FBCC Benchmark

Evaluating the ability of code language models to generalize and plan based on examples

Introductory historical linguistics students are often asked to determine the relative chronology of sound changes—changes in pronunciation acting like regular-expression replacements that apply across the whole vocabulary of the language. These sound changes can interact in found different ways that constrain their relative chronology:

  • Feeding: Change A creates contexts were Change B can apply.
  • Bleeding: Change A destroys context where Change B would otherwise apply.
  • Counter-feeding: Change B would create contexts where Change A would apply if it occurred before Change A.
  • Counter-bleeding: Change B would destroy contexts were Change A would apply if it occurred before Change A.

For example, in what is known as Grimm’s law (which occurred in the history of Germanic), the change in which t become θ (a th sound) must have occurred before the change in which d become t.
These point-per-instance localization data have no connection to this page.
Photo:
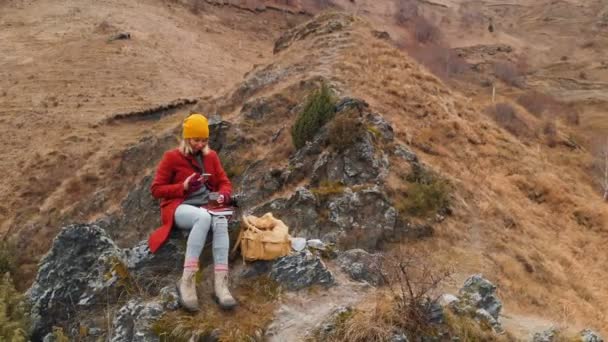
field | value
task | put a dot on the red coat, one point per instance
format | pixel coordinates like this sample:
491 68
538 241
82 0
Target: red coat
168 185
Otherwise, English two—which, in the shared ancestor of Indo-European languages like English, Greek, Latin, and Sanskrit, started with a d—would start with a θ just like three (which started with a t originally). We can say that these two changes are in a counter-feeding relationship can their ordering can be deduced from that fact.
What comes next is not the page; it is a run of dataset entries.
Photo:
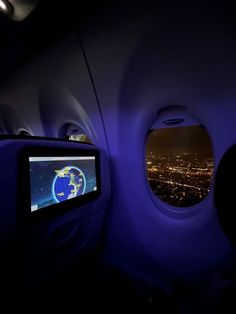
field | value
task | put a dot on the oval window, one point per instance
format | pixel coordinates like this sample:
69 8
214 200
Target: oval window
179 164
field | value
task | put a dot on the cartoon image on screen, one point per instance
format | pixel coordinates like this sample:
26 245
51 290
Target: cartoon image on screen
58 179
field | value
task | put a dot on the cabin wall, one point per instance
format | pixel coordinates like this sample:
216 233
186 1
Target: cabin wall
141 63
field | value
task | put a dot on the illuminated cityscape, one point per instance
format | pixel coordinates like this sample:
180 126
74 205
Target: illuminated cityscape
181 177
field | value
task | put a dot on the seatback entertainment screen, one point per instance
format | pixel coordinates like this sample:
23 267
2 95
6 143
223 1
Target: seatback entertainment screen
57 179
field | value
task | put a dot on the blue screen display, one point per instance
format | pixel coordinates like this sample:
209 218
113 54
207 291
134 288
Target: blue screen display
58 179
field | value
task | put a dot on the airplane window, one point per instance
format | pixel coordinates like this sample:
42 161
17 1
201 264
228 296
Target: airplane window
179 164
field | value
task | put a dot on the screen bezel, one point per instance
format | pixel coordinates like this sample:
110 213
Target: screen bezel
53 210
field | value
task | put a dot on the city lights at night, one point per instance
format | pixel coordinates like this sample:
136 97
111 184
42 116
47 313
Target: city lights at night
180 164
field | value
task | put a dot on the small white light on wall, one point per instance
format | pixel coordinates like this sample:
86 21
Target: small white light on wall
17 10
6 8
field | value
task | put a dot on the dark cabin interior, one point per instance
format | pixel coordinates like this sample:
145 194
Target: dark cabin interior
134 102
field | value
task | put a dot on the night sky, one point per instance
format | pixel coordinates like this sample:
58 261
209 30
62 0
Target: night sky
42 175
180 140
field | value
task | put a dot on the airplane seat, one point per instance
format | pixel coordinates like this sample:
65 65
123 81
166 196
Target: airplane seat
41 243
LLMs like GPT-4 are very good at inducing single sound changes. Based on extensive preliminary work, they are reasonably poor at determining the relative chronologies of multiple rules (that is, at doing the very task introductory historical linguistics students are expected to do). The task, put simply, it to write a program, a composition of functions, that map from a set of input examples (ancestral forms of words) to the corresponding outputs (modern reflexes). This task requires to types of reasoning:

  • Inductive generalization across sets of input-output pairs.
  • Planning a trajectory through the space of generalizations (to discover the possible relative chronologies of generalizations).

We are developing a benchmark based on problems of this kind (both using string rewriting and image rewriting). This benchmark will differ from earlier coding by example (CbE) benchmark in that it allows for a tightly controlled evaluation of these two kinds of reasoning. Because the the benchmark will rely on a tightly controlled DSL, confounders like the model’s proficiency in a particular programming language or set of libraries will be eliminated. Because the difficulty of the task emerges entirely from relatively simple primitives, it is possible to control, with great precision, the logical requirements for each problem.

For example, feeding a bleeding are, to use linguists’ term, “surface true.” The generalized rule is always directly reflected in the outputs. In contrast, counter-feeding and counter-bleeding are “opaque” (like Grimm’s law). We hypothesize that LLMs score better on surface true interactions that opaque interactions.